# Flute Sonata in Bb: What do you think?



## caters (Aug 2, 2018)

So what do you think of the Flute Sonata in Bb? I personally think that if the piece hadn't been attributed to Beethoven after finding the manuscript with his other works, that this would be late Mozart.

Really, that is what it sounds like to me. Here are the things that make it sound very Mozartian to me:


Alberti bass commonly used
Simple motifs for both hands being repeated
Delicate touch to the piano even at Forte
Happy and gentle
Flute accents the happy and gentle feeling

Nothing except the simple motif being repeated would I attribute as being characteristic of a Beethoven sonata.

But that's just it, it is only attributed to Beethoven. There is no proof that it is by Beethoven himself. Mozart might have very well written this flute sonata, gave it to Beethoven the first time he was in Vienna or to Haydn who would give it to Beethoven and then people just assumed it was Beethoven from then on.

Do you think that this could have been attributed wrongly to Beethoven and that this is more likely a late Mozart piece? Or what do you think could be the case for this sonata?





Here is the flute sonata





Here is a Mozart sonata





And here is 1 of Beethoven's earlier piano sonatas for comparison


----------



## Larkenfield (Jun 5, 2017)

(cancelled duplicate)


----------



## Larkenfield (Jun 5, 2017)

To me, it sounds a little bit more constructed like Haydn with its happy feeling, though of course Mozart could be upbeat too. Nevertheless, Beethoven studied Mozart’s music off and on throughout his entire life — even having a dream of meeting him — and it’s possible this Sonata could still be an example. As much as Beethoven accomplished in life — and it was magnificent — I never felt that he ever placed himself above Mozart as a composer, such as the balance and perfection of Mozart’s work was. I was more reminded of Haydn here because I feel that Mozart had a little bit more of an effervescent sparkle than he did. How fortunate that humanity was blessed with all three! (One man’s opinion.)


----------



## fluteman (Dec 7, 2015)

caters said:


> So what do you think of the Flute Sonata in Bb? I personally think that if the piece hadn't been attributed to Beethoven after finding the manuscript with his other works, that this would be late Mozart.
> 
> Really, that is what it sounds like to me. Here are the things that make it sound very Mozartian to me:
> 
> ...


It doesn't sound like Mozart to me, rather a young, or even a child composer, heavily influenced by Mozart, but it isn't remotely as good as Beethoven's mature violin sonatas 1 and 2. Also, it doesn't sound like a flute sonata, but rather a transcription of something else, perhaps a violin sonata. Perhaps a very early work of Beethoven composed when he was 13 or 14?


----------



## Merl (Jul 28, 2016)

There's an interesting small article about the piece here Btw, personally I don't think it sounds like Beethoven but what do I know?

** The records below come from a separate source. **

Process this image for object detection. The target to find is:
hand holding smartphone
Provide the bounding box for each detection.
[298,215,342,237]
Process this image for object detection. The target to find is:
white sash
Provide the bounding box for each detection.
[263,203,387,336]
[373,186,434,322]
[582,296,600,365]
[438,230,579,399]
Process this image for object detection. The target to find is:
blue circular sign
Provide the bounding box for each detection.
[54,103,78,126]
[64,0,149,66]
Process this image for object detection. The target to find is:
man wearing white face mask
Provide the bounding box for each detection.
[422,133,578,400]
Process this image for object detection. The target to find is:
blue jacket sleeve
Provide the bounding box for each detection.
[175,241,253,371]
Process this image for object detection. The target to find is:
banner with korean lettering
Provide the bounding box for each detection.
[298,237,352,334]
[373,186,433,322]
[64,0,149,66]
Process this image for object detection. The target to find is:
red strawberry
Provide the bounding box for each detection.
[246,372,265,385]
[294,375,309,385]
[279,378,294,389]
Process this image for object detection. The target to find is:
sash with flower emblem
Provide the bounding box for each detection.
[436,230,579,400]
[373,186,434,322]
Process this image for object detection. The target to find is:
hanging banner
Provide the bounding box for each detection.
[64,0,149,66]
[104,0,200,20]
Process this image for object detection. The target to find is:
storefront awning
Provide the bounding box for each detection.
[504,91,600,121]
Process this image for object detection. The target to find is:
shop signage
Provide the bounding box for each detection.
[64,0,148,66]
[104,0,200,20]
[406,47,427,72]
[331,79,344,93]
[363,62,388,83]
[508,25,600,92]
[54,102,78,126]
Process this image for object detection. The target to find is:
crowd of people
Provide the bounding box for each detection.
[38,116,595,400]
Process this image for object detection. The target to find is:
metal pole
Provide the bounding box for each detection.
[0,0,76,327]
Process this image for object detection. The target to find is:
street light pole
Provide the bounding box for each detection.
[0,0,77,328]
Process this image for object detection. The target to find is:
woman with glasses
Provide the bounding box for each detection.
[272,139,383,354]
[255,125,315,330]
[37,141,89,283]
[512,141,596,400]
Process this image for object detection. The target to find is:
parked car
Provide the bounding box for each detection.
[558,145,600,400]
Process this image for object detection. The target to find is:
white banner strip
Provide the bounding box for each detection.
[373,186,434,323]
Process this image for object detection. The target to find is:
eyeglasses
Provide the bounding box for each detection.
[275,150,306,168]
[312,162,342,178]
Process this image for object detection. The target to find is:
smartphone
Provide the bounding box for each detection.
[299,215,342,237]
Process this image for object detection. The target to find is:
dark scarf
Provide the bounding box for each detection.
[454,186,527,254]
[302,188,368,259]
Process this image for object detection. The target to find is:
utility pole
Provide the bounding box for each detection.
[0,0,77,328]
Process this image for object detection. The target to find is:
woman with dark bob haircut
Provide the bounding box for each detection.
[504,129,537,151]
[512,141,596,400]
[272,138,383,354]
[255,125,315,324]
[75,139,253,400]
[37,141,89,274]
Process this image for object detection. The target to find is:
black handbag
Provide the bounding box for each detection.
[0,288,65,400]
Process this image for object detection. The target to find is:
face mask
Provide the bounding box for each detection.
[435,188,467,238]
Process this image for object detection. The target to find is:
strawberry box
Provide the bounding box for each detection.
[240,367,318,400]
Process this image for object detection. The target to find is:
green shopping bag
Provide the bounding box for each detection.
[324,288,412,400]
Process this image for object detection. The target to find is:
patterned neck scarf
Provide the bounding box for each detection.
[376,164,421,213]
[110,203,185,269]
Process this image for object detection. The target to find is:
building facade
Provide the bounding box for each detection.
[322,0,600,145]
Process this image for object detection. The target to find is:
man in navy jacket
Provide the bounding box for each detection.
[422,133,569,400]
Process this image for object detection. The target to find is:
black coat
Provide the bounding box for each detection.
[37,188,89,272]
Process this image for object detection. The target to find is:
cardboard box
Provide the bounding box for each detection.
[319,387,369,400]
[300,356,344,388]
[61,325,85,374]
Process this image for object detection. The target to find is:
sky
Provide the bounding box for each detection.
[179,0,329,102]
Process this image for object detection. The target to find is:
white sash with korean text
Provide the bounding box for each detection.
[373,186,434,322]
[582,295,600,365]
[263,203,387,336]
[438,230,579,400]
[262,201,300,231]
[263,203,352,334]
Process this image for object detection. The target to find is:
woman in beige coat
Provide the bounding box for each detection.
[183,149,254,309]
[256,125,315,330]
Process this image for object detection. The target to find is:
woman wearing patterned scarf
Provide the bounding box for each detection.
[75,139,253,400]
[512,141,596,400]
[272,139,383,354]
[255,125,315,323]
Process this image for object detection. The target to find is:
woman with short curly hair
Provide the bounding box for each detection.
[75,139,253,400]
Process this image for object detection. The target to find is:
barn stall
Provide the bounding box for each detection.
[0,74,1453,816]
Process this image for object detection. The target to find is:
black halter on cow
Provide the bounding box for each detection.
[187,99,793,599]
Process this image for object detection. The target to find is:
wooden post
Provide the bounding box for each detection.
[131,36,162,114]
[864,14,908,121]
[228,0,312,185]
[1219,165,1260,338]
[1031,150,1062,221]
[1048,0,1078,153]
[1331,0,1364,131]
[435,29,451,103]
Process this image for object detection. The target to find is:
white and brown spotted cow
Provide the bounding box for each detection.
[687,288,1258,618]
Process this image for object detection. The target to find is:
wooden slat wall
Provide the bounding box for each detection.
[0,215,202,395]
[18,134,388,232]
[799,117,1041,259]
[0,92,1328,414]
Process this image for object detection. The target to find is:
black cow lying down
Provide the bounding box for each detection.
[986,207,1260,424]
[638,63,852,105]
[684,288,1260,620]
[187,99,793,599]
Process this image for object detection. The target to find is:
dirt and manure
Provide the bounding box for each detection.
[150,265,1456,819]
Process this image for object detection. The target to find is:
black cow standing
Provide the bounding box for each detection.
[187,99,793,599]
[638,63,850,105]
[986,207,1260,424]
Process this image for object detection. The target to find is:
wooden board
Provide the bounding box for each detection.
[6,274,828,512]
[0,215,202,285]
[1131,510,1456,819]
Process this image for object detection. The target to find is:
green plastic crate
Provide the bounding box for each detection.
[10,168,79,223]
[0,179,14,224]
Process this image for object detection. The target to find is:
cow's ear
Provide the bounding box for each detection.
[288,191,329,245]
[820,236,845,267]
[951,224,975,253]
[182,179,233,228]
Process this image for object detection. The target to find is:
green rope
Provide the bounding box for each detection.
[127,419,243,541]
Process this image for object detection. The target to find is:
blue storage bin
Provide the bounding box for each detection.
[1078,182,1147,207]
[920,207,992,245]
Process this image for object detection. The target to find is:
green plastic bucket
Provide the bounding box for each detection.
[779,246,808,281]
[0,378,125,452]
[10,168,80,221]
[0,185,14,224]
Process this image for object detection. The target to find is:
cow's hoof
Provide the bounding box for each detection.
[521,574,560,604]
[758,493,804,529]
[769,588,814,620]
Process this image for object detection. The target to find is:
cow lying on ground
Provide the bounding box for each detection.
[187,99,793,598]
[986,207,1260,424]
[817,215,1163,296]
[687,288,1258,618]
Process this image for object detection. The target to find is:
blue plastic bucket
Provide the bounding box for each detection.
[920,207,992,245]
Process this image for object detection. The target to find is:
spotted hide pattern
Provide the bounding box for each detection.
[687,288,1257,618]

https://books.google.co.uk/books?id=tbc0AAAAQBAJ&pg=PA138&lpg=PA138&dq=beethoven+flute+sonata+authenticity&source=bl&ots=bsQjHWPftM&sig=BWGrvpgOByJUZQkYn39MgqVeGP4&hl=en&sa=X&ved=0ahUKEwjxltLd3tXcAhUFO8AKHc9OCZQ4ChDoAQgeMAg#v=onepage&q&f=false


----------



## lachlan1415 (Jul 30, 2018)

I hate alberti bass it's just so boring in my opinion


----------